Since I choose kernel.jitterentropy.bs=64, I usually choose kernel.jitterentropy.bc=1024. This means using 64KB of RAM, which is enough to overflow L1 cache.

The jitterentropy source code in the comment before jent_memaccess suggests choosing the block size and count so that the RAM used is bigger than L1. Confusingly, the default values in upstream jitterentropy (block size = 32, block count = 64) aren't big enough to overflow L1.

Tuning process

The basic idea is simple: on a particular target device, try different values for the parameters. Collect a large amount of data for each parameter set (ideally around 1MB), then run the NIST test suite to analyze the data. Determine which parameters give the best entropy per unit time. The time taken to draw the entropy samples is logged on the system under test.

One complication is the startup testing built into jitterentropy. This essentially draws and discards 400 samples, after performing some basic analysis (mostly making sure that the clock is monotonic and has a high enough resolution and variability). A more accurate test would reboot twice for each set of parameters: once to collect around 1MB of data for analysis, and a second time to boot with the "right" amount of entropy (as computed according to the entropy estimate in the first phase, with appropriate safety margins, etc. See "Determining the entropy_per_1000_bytes statistic", below). This second phase of testing simulates a real boot, including the startup tests. After completing the second phase, choose the parameter set that boots fastest. Of course, each phase of testing should be repeated a few times to reduce random variations.
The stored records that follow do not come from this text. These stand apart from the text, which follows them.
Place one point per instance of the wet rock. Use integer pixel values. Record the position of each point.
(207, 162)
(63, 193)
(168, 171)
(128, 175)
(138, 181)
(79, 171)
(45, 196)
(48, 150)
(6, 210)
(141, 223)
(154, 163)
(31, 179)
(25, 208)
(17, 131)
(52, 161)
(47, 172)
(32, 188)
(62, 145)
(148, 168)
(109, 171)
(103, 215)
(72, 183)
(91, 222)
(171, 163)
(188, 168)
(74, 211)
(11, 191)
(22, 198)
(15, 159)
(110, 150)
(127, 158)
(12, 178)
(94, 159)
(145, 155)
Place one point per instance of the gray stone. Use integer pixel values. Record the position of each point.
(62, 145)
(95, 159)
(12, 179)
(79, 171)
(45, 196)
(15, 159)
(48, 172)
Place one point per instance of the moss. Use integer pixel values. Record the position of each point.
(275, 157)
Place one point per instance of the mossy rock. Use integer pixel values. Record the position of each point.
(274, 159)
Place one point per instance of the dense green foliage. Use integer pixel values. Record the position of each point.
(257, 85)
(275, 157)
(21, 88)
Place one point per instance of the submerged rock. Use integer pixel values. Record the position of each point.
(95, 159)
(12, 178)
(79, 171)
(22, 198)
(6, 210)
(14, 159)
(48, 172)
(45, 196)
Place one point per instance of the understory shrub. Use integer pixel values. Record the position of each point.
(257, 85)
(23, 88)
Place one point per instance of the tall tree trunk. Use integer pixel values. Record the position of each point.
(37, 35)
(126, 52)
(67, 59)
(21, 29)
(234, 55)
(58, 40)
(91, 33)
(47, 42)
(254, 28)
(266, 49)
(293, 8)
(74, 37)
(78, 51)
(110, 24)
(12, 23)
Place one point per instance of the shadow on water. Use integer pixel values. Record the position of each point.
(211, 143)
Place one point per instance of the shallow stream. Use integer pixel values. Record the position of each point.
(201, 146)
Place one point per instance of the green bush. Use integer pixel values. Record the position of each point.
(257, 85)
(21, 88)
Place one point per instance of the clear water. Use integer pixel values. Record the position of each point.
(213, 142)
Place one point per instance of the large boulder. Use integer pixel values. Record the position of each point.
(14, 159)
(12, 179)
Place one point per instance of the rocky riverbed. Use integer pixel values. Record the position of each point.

Determining the entropy_per_1000_bytes statistic

The crypto::entropy::Collector interface in kernel/lib/crypto/include/lib/crypto/entropy/collector.h requires a parameter entropy_per_1000_bytes from its instantiations. The value relevant to jitterentropy is currently hard-coded in kernel/lib/crypto/entropy/jitterentropy_collector.cpp. This value is meant to measure how much min-entropy is contained in each byte of data produced by jitterentropy (since the bytes aren't independent and uniformly distributed, this will be less than 8 bits). The "per 1000 bytes" part simply makes it possible to specify fractional amounts of entropy, like "0.123 bits / byte", without requiring fractional arithmetic (since float is disallowed in kernel code, and fixed-point arithmetic is confusing).
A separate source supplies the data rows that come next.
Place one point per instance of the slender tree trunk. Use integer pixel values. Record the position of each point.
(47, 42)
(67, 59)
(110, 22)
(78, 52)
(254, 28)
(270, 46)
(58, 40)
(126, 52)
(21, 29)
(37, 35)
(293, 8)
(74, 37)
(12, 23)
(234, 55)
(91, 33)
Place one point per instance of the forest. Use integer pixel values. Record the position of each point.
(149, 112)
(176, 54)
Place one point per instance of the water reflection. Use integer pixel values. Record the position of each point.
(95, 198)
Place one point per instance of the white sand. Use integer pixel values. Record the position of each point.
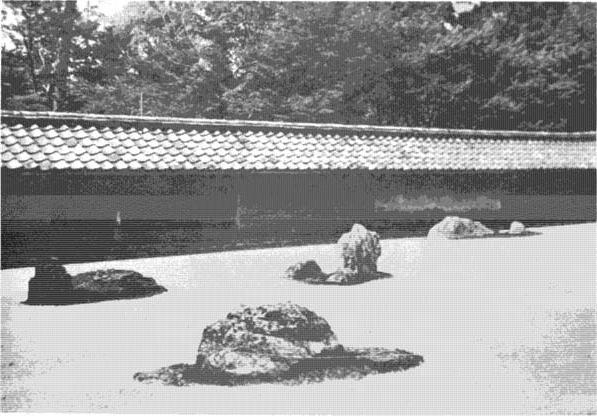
(506, 325)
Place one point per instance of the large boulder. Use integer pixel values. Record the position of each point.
(276, 343)
(360, 249)
(52, 285)
(456, 227)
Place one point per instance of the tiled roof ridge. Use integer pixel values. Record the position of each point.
(104, 120)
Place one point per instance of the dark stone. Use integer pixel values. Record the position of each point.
(113, 284)
(52, 285)
(276, 343)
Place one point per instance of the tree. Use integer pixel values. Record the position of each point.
(56, 46)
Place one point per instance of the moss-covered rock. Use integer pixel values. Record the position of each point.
(276, 343)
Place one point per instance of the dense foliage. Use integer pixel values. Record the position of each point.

The value should be determined by using the NIST test suite to analyze random data samples, as described in the entropy quality tests document. The test suite produces an estimate of the min-entropy; repeated tests of the same RNG have (in my experience) varied by a few tenths of a bit (which is pretty significant when entropy values can be around 0.5 bits per byte of data!). After getting good, consistent results from the test suites, apply a safety factor (i.e. divide the entropy estimate by 2), and update the value of entropy_per_1000_bytes (don't forget to multiply by 1000).

Note that eventually entropy_per_1000_bytes should probably be configured somewhere instead of hard-coded in jitterentropy_collector.cpp. Kernel cmdlines or even a preprocessor symbol could work.
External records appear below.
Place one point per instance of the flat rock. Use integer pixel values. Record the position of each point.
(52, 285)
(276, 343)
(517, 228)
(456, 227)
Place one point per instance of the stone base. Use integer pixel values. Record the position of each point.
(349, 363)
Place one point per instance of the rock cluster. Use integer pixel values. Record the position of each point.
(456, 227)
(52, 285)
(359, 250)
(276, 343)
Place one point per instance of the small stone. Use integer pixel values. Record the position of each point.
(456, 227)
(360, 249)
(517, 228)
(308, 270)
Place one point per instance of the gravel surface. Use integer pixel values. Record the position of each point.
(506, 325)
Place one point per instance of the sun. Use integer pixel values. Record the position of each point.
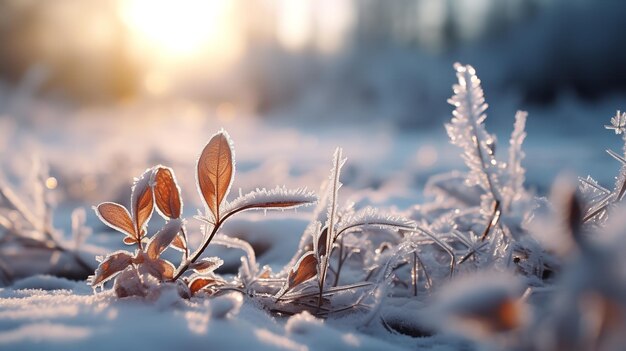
(176, 28)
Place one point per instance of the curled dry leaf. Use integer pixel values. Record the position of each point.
(130, 240)
(200, 283)
(163, 238)
(116, 217)
(129, 283)
(207, 265)
(305, 269)
(167, 193)
(110, 266)
(215, 172)
(179, 243)
(158, 268)
(141, 201)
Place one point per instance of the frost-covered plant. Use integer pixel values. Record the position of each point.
(480, 215)
(598, 199)
(320, 241)
(136, 272)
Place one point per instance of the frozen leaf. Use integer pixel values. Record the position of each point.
(167, 193)
(110, 266)
(158, 268)
(207, 265)
(179, 243)
(200, 283)
(215, 172)
(130, 240)
(141, 201)
(163, 238)
(305, 269)
(116, 217)
(129, 283)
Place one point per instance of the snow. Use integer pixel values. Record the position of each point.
(387, 169)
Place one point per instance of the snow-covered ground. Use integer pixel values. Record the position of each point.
(94, 154)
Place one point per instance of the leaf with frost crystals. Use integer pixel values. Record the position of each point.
(167, 193)
(158, 268)
(110, 266)
(215, 172)
(117, 217)
(198, 283)
(277, 198)
(141, 201)
(305, 269)
(163, 238)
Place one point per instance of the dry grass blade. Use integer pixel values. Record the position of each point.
(110, 266)
(200, 283)
(116, 217)
(167, 193)
(215, 172)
Notes about the testing script

The scripts/entropy-test/jitterentropy/test-tunable script automates the practice of looping through a large test matrix. The downside is that tests run in sequence on a single machine, so (1) an error will stall the test pipeline so supervision is required, and (2) the machine is being constantly rebooted rather than cold-booted (plus it's a netboot-reboot), which could conceivably confound the tests. Still, it beats hitting power-off/power-on a thousand times by hand!

Some happy notes:

When netbooting, the script leaves bootserver on while waiting for netcp to successfully export the data file. If the system hangs, you can power it off and back on, and the existing bootserver process will restart the failed test.
If the test is going to run (say) 16 combinations of parameters 10 times each, it will go like this:

test # 0: ml = 1 ll = 1 bc = 1 bs = 1 test # 1: ml = 1 ll = 1 bc = 1 bs = 64 test # 2: ml = 1 ll = 1 bc = 32 bs = 1 test # 3: ml = 1 ll = 1 bc = 32 bs = 64 ... test #15: ml = 128 ll = 16 bc = 32 bs = 64 test #16: ml = 1 ll = 1 bc = 1 bs = 1 test #17: ml = 1 ll = 1 bc = 1 bs = 64 ...

(The output files are numbered starting with 0, so I started with 0 above.)

So, if test #17 fails, you can delete tests #16 and #17, and re-run 9 more iterations of each test. You can at least keep the complete results from the first iteration. In theory, the tests could be smarter and also keep the existing result from test #16, but the current shell scripts aren't that sophisticated.

The scripts don't do a two-phase process like I suggested in the "Tuning process" section above. It's certainly possible, but again the existing scripts aren't that sophisticated.

Open questions

How much do we trust the low-entropy extreme?

It's a priori possible that we maximize entropy per unit time by choosing small parameter values. Most extreme is of course ll=1, ml=1, bs=1, bc=1, but even something like ll=1, ml=1, bs=64, bc=32 is an example of what I'm thinking of. Part of the concern is the variability in the test suite: if hypothetically the tests are only accurate to within 0.2 bits of entropy per byte, and if they're reporting 0.15 bits of entropy per byte, what do we make of it? Hopefully running the same test a few hundred times in a row will reveal a clear modal value, but it's still a little bit risky to rely on that low estimate to be accurate.

The NIST publication states (line 1302, page 35, second draft) that the estimators "work well when the entropy-per-sample is greater than 0.1". This is fairly low, so hopefully it isn't an issue in practice. Still, the fact that there is a lower bound means we should probably leave a fairly conservative envelope around it.

How device-dependent is the optimal choice of parameters?

There's evidently a significant difference in the actual "bits of entropy per byte" metric on different architectures or different hardware. Is it possible that most systems are optimal at similar parameter values (so that we can just hard-code these values into kernel/lib/crypto/entropy/jitterentropy_collector.cpp? Or, do we need to put the parameters into MDI or into a preprocessor macro, so that we can use different defaults on a per-platform basis (or whatever level of granularity is appropriate).

Can we even record optimal parameters with enough granularity?

I mentioned it above, but one of our targets is "x86", which is what runs on any x86 PC. Naturally, x86 PCs can very quite a bit. Even if we did something like add preprocessor symbols like JITTERENTROPY_LL_VALUE etc. to the build, customized in kernel/project/target/pc-x86.mk, could we pick a good value for all PCs?

If not, what are our options?

We could store a lookup table based on values accessible at runtime (like the exact CPU model, the core memory size, cache line size, etc.). This seems rather unwieldy. Maybe if we could find one or two simple properties to key off of, say "CPU core frequency" and "L1 cache size", we could make this relatively non-terrible.
We could try an adaptive approach: monitor the quality of the entropy stream, and adjust the parameters according on the fly. This would take a lot of testing and justification if we want to trust it.
We could settle for "good enough" parameters on most devices, with the option to tune via kernel cmdlines or a similar mechanism. This seems like the most likely outcome to me. I expect that "good enough" parameters will be easy to find, and not disruptive enough to justify extreme solutions.